Well, a lot of them don't know about the shorts, and that once short sellers stop closing a lot of the buying action will slow, and they're just betting on continued momentum. Plenty of them also happen to believe in the business. And a scant few of that group also know that, even after the better part of a double in three days, Lemonade's market cap of $1.2 billion is a drop in the insurance bucket. Giants like Allstate (ALL) and Progressive (PGR) are worth $34 billion and $91 billion, respectively.
And there's good reason to think that they could all be right. Or at least for some measure of time. In addition to our short-term traders, there are some investors who bought Lemonade at some prior higher price on a belief in the business model. And they saw this quarter's results, with a modest improvement in underwriting – but also with significant slowing in growth – and are ready to move on. They see an exit point that they think will be the best they can get, and they're moving on. And even if Lemonade does continue to succeed and these sellers are wrong in the long-term, they could prove right in the short term.
Next, We have our price anchorers, who are very much focused on the price movement and not thinking about the bigger picture. These are probably the largest group. I've been part of this group for a lot of my investing career. The myopic investors who view so much of investing – and life – as being zero-sum. There has to be a winner and a loser in every transaction. Take profits. Take your shot. House money. I think almost all of us have been there at some point.
I think the odds are in their favor that this price will be "expensive" in the near term. This wasn't a great quarter. It was a good quarter. We saw modest improvement in the one thing that has to get better. But growth slowed, and I'd be this becomes the market's focus in the weeks ahead, and Lemonade steadily bleeds off some of its gains as expectations re-align.
Lastly, we have our group of momentum traders and true believers, a temporary alliance betting that Lemonade's stock will keep going up. The momo folks could see some continued gains, but as I described above, I'm not particularly optimistic that will happen on the other side of the short squeeze. If shares start to fall, the momo-bull alliance will end, and the momentum trade will turn into a rout, possibly amplified by shorts regaining their courage and building out short positions once again.
Where does that leave our optimists? The bulls who think this quarter is the first of a continued – maybe accelerated? – trend of better underwriting, and that growth will also re-accelerate. These are the ones looking at Lemonade as a potential 10-bagger, or even more.

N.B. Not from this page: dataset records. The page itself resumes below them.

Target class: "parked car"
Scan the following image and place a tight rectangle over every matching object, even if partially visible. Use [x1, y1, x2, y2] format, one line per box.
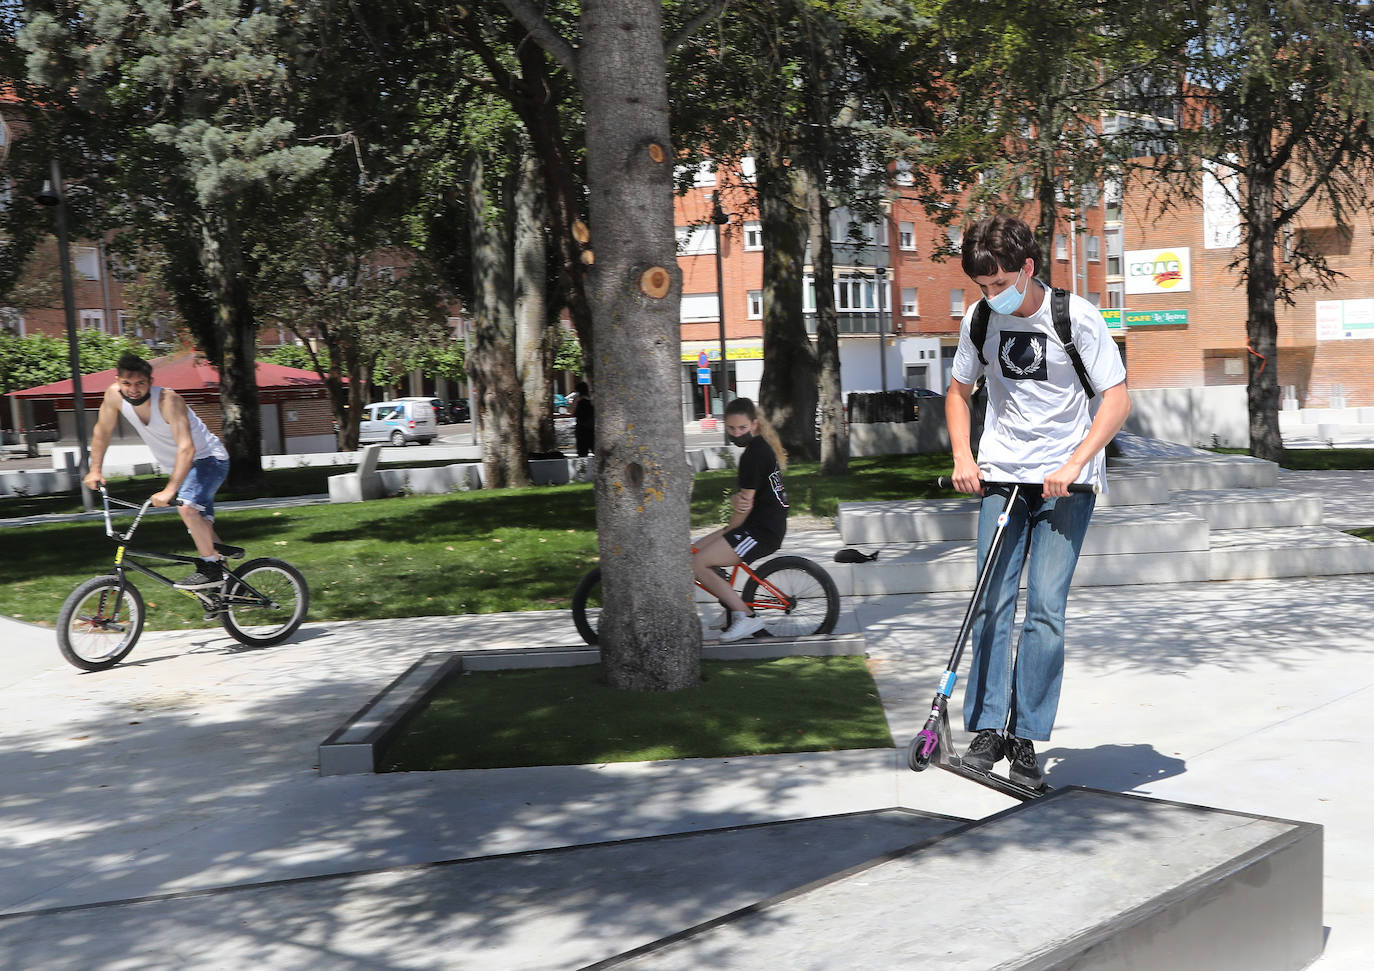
[358, 398, 439, 446]
[447, 399, 471, 423]
[553, 393, 570, 416]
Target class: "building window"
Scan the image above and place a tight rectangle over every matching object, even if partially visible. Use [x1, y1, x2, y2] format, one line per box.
[743, 221, 763, 251]
[1105, 227, 1123, 276]
[73, 246, 102, 282]
[901, 287, 918, 316]
[675, 225, 716, 255]
[1107, 284, 1125, 308]
[835, 275, 882, 312]
[747, 290, 763, 319]
[1086, 236, 1101, 262]
[693, 160, 716, 187]
[950, 289, 965, 316]
[946, 225, 963, 249]
[680, 292, 720, 322]
[739, 156, 757, 182]
[375, 265, 395, 282]
[1088, 292, 1101, 306]
[898, 222, 916, 251]
[1105, 178, 1123, 222]
[1055, 234, 1068, 260]
[80, 309, 106, 332]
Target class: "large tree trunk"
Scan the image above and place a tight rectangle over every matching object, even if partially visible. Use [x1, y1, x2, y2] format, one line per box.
[513, 150, 558, 454]
[757, 154, 820, 461]
[579, 0, 699, 691]
[796, 37, 847, 477]
[466, 152, 530, 488]
[514, 32, 596, 379]
[196, 215, 262, 492]
[1244, 124, 1285, 462]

What's the point? It actually doesn't have anything to do with Lemonade specifically. I'm mostly in the camp of optimists that think they'll figure the underwriting thing out. But they also might not. And if they can't use AI to price insurance well, a lot of their competitive advantage won't materialize. But if it does, then it doesn't matter how much I make or lose on paper in the days around each earnings period. It won't matter how well shorts and traders do, or how poorly traders and shorts do. What will matter is what management does, and Lemonade's employees do, that leads to a disruptive, profitable business. The volatility around earnings – and the actions of the people who cause it – will. Not. Matter.
The point is that we have to really understand why we own what we own, and why we think it will go up. I think a lot of the time, we default to believing it will go up because we own it, having lost the thread of why we bought it to start with, and not, to paraphrase Buffett, changing our opinions when the facts change.
Play your game. Run your race. Know what you own. Know why. If the "why" is no longer valid, be prepared to move on, no matter what the stock did last week, or how much it's up or down in your portfolio.